Ma se s’intende contestare la veridicità delle dichiarazioni
rese dalla parte al pubblico ufficiale, esattamente riportate nell’atto, non
sarà necessaria la querela di falso, poiché la verità di quanto affermato
attiene al contenuto intrinseco dell’atto, non direttamente percepibile dal
notaio. La querela di falso è l’unico strumento disponibile per contestare
un atto pubblico. Con questo mezzo sarà possibile far accertare l’eventuale
falsità dell’atto pubblico, sia per falsità materiale sia per falsità
ideologica. Oggetto della querela possono essere gli atti pubblici, ma anche
le scritture private riconosciute, autenticate o verificate.

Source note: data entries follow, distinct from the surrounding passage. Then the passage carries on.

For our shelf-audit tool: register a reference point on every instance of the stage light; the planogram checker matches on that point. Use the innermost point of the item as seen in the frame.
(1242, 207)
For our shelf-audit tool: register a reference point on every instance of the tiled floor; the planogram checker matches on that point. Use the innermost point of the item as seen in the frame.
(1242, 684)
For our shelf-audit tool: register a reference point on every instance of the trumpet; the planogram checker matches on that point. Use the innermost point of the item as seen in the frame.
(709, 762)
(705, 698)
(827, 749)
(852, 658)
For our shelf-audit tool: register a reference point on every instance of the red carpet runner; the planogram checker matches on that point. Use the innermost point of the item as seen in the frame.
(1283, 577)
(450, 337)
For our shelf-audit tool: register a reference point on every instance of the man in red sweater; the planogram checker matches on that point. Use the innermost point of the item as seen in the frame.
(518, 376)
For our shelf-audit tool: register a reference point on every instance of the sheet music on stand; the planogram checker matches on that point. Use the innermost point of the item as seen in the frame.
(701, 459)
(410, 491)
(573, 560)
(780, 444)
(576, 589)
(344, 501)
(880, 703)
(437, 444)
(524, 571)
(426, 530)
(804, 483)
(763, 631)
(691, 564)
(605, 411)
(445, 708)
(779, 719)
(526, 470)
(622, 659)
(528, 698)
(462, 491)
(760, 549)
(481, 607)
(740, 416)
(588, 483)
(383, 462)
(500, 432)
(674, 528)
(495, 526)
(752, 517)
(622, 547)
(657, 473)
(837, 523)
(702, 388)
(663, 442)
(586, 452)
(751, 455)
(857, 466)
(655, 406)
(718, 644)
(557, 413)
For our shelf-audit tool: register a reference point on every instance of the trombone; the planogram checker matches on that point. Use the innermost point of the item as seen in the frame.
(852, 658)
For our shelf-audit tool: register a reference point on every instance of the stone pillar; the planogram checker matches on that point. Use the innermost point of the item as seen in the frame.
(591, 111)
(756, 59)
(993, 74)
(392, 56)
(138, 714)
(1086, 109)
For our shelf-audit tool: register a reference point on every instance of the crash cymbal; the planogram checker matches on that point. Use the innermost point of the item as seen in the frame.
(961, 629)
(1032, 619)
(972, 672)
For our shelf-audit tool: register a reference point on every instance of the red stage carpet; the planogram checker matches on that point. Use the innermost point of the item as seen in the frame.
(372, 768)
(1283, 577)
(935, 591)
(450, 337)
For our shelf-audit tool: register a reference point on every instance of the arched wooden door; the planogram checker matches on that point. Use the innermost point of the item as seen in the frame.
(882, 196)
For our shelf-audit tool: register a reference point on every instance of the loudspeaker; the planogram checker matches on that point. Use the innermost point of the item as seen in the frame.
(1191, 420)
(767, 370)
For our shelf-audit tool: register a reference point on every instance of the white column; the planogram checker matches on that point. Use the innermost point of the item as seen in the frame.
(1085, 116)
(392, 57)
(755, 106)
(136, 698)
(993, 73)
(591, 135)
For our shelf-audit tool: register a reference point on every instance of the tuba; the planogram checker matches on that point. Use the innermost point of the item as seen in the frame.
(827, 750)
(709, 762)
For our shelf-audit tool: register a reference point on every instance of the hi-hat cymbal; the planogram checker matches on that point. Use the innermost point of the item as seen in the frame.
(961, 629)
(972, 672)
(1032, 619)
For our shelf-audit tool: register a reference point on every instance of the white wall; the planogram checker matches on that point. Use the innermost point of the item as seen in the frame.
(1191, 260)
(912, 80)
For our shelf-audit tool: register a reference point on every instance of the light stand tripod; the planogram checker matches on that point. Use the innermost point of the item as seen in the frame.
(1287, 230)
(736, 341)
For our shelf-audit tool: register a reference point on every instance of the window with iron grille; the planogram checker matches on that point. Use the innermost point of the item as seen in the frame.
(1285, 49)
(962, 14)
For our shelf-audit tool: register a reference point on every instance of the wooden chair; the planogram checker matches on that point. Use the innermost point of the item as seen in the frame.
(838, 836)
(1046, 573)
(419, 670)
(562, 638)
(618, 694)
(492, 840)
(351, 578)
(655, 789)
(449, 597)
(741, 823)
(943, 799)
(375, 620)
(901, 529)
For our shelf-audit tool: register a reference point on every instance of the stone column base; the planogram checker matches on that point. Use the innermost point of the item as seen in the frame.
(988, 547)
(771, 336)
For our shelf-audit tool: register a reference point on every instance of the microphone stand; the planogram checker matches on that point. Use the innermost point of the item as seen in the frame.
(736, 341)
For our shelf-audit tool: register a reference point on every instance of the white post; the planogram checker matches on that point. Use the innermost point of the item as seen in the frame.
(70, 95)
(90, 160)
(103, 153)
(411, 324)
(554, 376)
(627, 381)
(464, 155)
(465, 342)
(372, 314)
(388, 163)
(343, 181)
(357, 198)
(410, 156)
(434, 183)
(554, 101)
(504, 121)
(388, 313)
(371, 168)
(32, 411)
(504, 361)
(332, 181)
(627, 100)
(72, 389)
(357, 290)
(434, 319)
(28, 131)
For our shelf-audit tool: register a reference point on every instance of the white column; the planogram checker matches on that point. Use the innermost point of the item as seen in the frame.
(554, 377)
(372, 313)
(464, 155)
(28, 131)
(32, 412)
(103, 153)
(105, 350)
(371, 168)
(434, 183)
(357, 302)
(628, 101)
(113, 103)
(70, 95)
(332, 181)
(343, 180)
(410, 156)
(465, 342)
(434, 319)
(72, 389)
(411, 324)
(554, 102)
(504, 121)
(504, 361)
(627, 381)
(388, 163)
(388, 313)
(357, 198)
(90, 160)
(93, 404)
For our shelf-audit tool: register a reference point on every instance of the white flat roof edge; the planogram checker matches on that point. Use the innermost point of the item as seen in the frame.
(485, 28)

Con riferimento alle scritture verificate, per le quali si è
svolto un giudizio, non deve sembrare strano che possano essere sottoposte
ad un nuovo accertamento, in quanto, secondo parte della dottrina,
l’attività svolta per la verificazione serve sostanzialmente a far assumere
alla scrittura privata l’efficacia di prova legale con l’intervento del
giudice. In altre parole il giudice svolge un’attività simile a quella del
pubblico ufficiale nella creazione di un documento al quale viene attribuita
l’efficacia di prova legale; non si formerebbe, quindi, il giudicato
sull’autenticità o meno della scrittura.
Secondo altra dottrina la querela di falso sarebbe anche
possibile contro le scritture verificate, ma solo se non ci sia stato il
giudicato sul fatto oggetto della verificazione. Nel caso di formazione del
giudicato la querela di falso potrebbe proporsi solo su fatti sopravvenuti o
che non siano non oggetto del giudizio di verificazione. La competenza a
decidere sulla querela di falso spetta in via esclusiva al tribunale in
composizione collegiale. È obbligatorio l’intervento del pubblico ministero.